Davis, however, does not talk like someone resistant to growth or who wants extensive government control. He said he does recognize a change-resistant mentality in Edmond, but he said that is not his approach and that he is proud of how Edmond has developed already.
“A few years ago, if you travelled to downtown Edmond, it was like they rolled up the carpet and put it away once the sun went down,” he said. “Because there was nothing to do downtown. (…) And now you look at what we have. We have several restaurants downtown, we have four or five other restaurants being built right now. And it’s about talking with the community and saying, ‘This is how we need to revitalize our community for it to continue to give you the quality of life that you have right now.’”

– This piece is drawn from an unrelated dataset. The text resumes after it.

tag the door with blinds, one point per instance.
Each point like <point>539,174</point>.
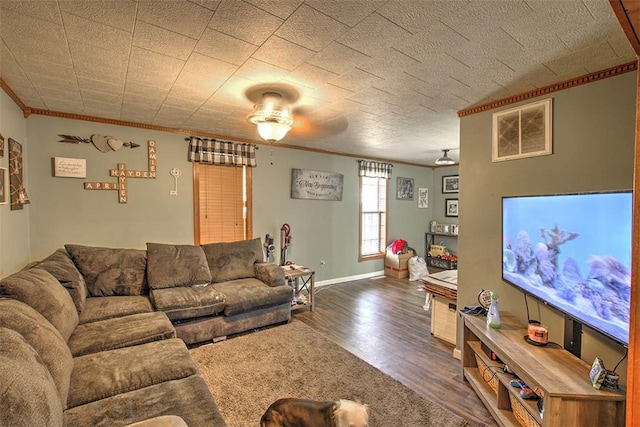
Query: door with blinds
<point>222,208</point>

Change is important, he said.
“Some of the economic generators we had in the past, they’ve changed. They’ve gone away,” Davis said. “That’s one thing COVID has shown me, is that you have to have some flexibility in your development for businesses and your communities to be flexible.”
Like Walters, Davis is thinking about the development of east Edmond as a major issue the mayor and council will have to address. He said that will start with talking to the community and with consultants to help come up with a plan. He also pointed to a number of other development issues, such as making good economic use of the I-35 corridor and bringing in businesses that will improve life in Edmond.
Masks and taxes
It has become almost obligatory to ask local leaders about mask mandates these days. Walters said he believes the question of masks comes down to personal freedom and that businesses and individuals should be allowed to make up their own minds.
Davis said he supports Edmond’s existing mask mandate, but pointed out that masks are just one of many issues that Edmond’s next mayor will have to address.
Among these is the annual question of the budget. Edmond’s city budget comes solely from sales tax. The city has done better, budget-wise, than many during the COVID-19 pandemic. It did not bring in as much sales and use tax revenue as last year, but collections were higher than expected.
Maintaining the budget in the future will require creative thinking and flexibility to keep businesses operating and revenue coming in, Davis said at the candidate forum.
Walters said maintaining revenue will require long-term thinking about planning and catering to Edmond’s youthful demographic.
“We have to entice the right businesses and give them an environment to thrive,” he said.
Watch the recent Edmond mayoral race forum
(Correction: This article was updated Tuesday, Feb. 9, to note that the Edmond mayoral race will be decided Tuesday, April 6, because one of the three original candidates for the position withdrew.)